For a time, it seemed that the whole of Winsor’s time would be taken by talk of the technical details of the interaction between jury and judge. But then Justice Antonin Scalia moved into the center of the exchanges. “Is it clear to the jury,” he asked simply, “that they are the last word on whether an aggravator exists or not?” It was the moral question in the form of a process inquiry.
The state’s lawyer answered that the jury would have had to find an aggravating factor for there to be any chance of a death sentence. But Scalia countered: “They’re also told that the judge is ultimately going to decide whether your recommendation stands, or not.” Winsor started to answer, but Scalia interrupted: “But shouldn’t it be clear to the jury that their determination of whether an aggravator exists or not is final? Shouldn’t that be clear?”
In a moment, Scalia made his underlying point clearer: “I’m talking about what responsibility the jury feels. If the jury knows that…., if we do find an aggravator, it must be accepted. That’s a lot more responsibility than, just, you know, if you find an aggravator and you weigh it and provide for the death penalty, the judge is going to review it anyway.”
Justice Anthony M. Kennedy soon used a series of questions about hypotheticals to make the same point.
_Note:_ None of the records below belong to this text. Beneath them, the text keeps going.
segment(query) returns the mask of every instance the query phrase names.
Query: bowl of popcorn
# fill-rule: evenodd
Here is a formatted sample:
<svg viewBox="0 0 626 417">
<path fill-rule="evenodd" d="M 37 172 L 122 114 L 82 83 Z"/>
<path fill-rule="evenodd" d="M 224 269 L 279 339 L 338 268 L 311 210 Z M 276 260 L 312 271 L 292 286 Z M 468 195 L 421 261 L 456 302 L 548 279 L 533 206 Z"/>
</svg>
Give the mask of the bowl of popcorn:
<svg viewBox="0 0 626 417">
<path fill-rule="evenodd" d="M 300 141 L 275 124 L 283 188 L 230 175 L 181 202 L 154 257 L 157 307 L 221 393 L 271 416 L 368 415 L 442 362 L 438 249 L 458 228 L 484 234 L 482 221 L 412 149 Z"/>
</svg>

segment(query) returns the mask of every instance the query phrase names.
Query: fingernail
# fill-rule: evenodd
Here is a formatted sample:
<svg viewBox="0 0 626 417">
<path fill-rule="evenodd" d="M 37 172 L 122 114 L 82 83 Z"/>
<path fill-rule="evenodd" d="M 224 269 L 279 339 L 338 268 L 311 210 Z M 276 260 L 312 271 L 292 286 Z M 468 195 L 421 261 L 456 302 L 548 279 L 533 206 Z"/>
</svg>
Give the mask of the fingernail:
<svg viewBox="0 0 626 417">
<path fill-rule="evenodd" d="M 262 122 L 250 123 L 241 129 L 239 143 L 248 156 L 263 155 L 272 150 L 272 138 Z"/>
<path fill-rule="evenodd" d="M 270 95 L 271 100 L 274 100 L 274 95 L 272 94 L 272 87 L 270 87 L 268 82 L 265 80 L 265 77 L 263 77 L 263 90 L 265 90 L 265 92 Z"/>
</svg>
It was no surprise that, when Waxman rose to offer a rebuttal to Winsor, he immediately referred to Scalia’s questions about moral responsibility. He commented: “Was the jury told — and doesn’t a jury have to be told — that as to death eligibility, the element of the crime of capital murder, that it makes the decision? The answer is: it does have to be told that. It certainly can’t be told the opposite, and it absolutely was not told that. It was told over and over, consistent with the statute, that its decision was purely advisory.”